Complete Data Engineering Zoomcamp curriculum: from infrastructure setup to stream processing
Want to become a data engineer or enhance your data engineering skills?
Data Engineering Zoomcamp by DataTalks.Club is a free, comprehensive 9-week course that takes you from fundamentals to production-ready data pipelines. Whether you’re a beginner or an experienced developer, this bootcamp will help you master the essential tools and practices used by professional data engineers.
What You’ll Learn in This Guide
- What makes Data Engineering Zoomcamp different
- Course curriculum
- Course assignments and scoring
- Building Your Portfolio
- Community and Resources
- Quick Start Guide
- Frequently Asked Questions
What Makes Data Engineering Zoomcamp Different
- Free and Comprehensive: Complete data engineering curriculum without cost barriers
- Practical Focus: Learn by building real data pipelines and systems
- Industry-Standard Tools: Master tools like Python, SQL, dbt, Kafka, and Spark
- Certification Path: Earn a certificate by completing projects and peer reviews
- Active Community: Join DataTalks.Club’s vibrant community of data professionals
Read more about all free courses at DataTalks.Club.
Who the Course is For and Prerequisites
- Skilled in coding
- Comfortable with the command line
- Basic SQL
We’ll mainly use Python, but if you’re not familiar with it yet, it’s not a problem. If you’re already programming in another language, you’ll have no trouble picking up Python here.
Course Curriculum
The course curriculum is structured to guide you through the essential elements of data engineering, beginning with foundational concepts and advancing to complex topics.

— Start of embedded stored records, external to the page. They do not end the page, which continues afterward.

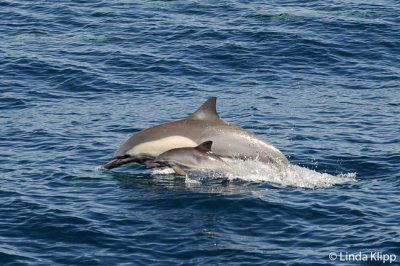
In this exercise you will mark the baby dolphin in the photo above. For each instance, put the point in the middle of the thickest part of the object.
(197, 158)
(230, 141)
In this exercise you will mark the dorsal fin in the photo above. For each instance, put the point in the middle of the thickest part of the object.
(205, 146)
(208, 111)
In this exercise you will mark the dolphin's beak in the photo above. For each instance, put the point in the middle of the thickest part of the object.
(125, 159)
(118, 162)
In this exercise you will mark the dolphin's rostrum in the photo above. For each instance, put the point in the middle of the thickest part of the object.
(229, 140)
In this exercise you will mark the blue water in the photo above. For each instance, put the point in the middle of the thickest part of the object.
(318, 79)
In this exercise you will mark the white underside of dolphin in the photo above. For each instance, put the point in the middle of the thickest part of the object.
(229, 140)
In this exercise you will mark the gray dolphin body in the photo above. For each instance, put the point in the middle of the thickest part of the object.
(229, 140)
(197, 158)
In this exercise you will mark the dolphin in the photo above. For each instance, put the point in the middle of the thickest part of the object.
(229, 140)
(197, 158)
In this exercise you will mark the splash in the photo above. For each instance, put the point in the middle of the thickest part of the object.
(292, 176)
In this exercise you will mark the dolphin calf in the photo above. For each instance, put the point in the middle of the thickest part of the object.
(229, 140)
(197, 158)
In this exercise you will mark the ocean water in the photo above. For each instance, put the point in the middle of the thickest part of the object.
(318, 79)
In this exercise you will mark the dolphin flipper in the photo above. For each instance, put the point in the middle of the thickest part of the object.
(179, 171)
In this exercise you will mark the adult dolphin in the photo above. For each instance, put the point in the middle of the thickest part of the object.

Course overview: A complete journey through modern data engineering tools and technologies
Course Structure
The curriculum follows a logical progression from infrastructure setup to advanced data processing, culminating in an end-to-end project. Here’s what you’ll learn each week:
Core Technologies (Weeks 1-6)
Week 1: Infrastructure & Prerequisites
- Set up development environment with Docker and PostgreSQL
- Learn cloud basics with GCP and infrastructure-as-code using Terraform
- Hands-on practice with containerization and cloud resource management
Week 2: Workflow Orchestration
- Master data pipeline orchestration with Mage.AI
- Implement and manage Data Lakes using Google Cloud Storage
- Build automated, reproducible data workflows
Week 3: Data Warehouse
- Deep dive into BigQuery for enterprise data warehousing
- Learn optimization techniques: partitioning and clustering
- Implement best practices for data storage and retrieval
Week 4: Analytics Engineering
- Transform raw data into analytics-ready models using dbt
- Develop testing and documentation strategies
- Create impactful visualizations with modern BI tools
Week 5: Batch Processing
- Process large-scale data with Apache Spark
- Master Spark SQL and DataFrame operations
- Optimize batch processing workflows
Week 6: Stream Processing
- Build real-time data pipelines with Kafka
- Develop streaming applications using KSQL and Faust
- Implement stream processing patterns and best practices
Project Phase (Weeks 7-9)
The final three weeks are dedicated to applying your knowledge in a real-world project:
- Project Requirements:
- Select and process a dataset that interests you
- Build end-to-end data pipelines (batch or streaming)
- Implement both data lake and warehouse solutions
- Create analytical dashboards
- Deliverables:
- Production-ready data pipeline
- Documented data models
- Interactive dashboard
- Project presentation
- Evaluation:
- Peer review of at least three other projects
- Technical implementation quality
- Documentation completeness
- Solution architecture design
Course Assignments and Scoring
Homework and Getting Feedback
To reinforce your learning, you can submit a homework assignment at the end of each week. It’s reviewed and scored by course instructors. Your scores are added to an anonymous leaderboard, creating friendly competition among course members and motivating you to do your best.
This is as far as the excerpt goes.